Basic principles of administration
1. principle of Hierarchy
a. The members of the organizations are arranged in a definite subordinate – super ordinate hierarchy of line positions ( eg Clas I, II, III and IV). It is also known as the ‘Scalar process’, where in lines of positional authority and responsibility run upward and downward through several levels with a broad base at the bottom and a single head at the top in order to preserve the ‘unity of command’
b. In the effective organization each worker knows who his supervisor is and each supervisor knows whom he is expected to supervise. If a worker is subject to orders from several supervisors (as in case of village development officer), he gets confused, in efficient and irresponsible. In this arrangement the authority of making vital decision is entrusted with a specialized person located at the helm of the organization.
2. Principles of Authority
Effective administration will occur when authority allocated to and individual or group of individuals is sufficient. The authority and the responsibility should be clearly defined and understand by all persons in the organizations. The different types of authorities are given in the following pages.
3. Principles of responsibility with matching authority
The individual should not be burdened only with responsibilities but should also be provided with matching authority. This is more important in a decentralized form of administration. Responsibility without authority is just lie leaving an individual to fight with a tiger without a gun or weapon.

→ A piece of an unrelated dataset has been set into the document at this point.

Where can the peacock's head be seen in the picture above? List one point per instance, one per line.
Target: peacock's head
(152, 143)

4. Principles of span of control
Span of control is the number of subordinates one has he supervise. In general, the span of control is such as to permit to decision making as it needed. It helps in attaining quality decision. It results in increased effectiveness and efficiency in attaining the organizational objectives. Some of the factors influencing the span of control include
a. the intensity and frequency of the need to see the chief,
b. the age of the agency
c. the magnitude of their problems
d. the professional competence and length of service of the staff
e. the size of the agency
f. the size of the geographic area in which the supervisor must operate
g. the importance of the decisions which the supervisor must make
h. the degree of control that must be exercised
i. the degree of repetitiveness of the work to be done.
5. Principles of communication
There should be two way channel of communication, both vertical and horizontal in the organization. Communication ensures common understanding of organization values and objectives clear and proper assignments of authority and functions are required for success in large operations. Employees want to know what is going on without a broad sharing of information and purpose their morale will be low and the agency’s task will be more difficult.
6. Principles of organizational structure
The organization can no longer remain fixed or static changes in basic objectives, in size of staff, in professional competency, adjustments in programme emphasis, in the nature of institutional relationship within which the organization must operate will have to be made. Similarly the need for long range as well as short range planning of programmer personnel and finances may require many adjustments, in the form of the administrative organizational structures. In short the organizational structure should be subject to continues adaptations as conditions warrant.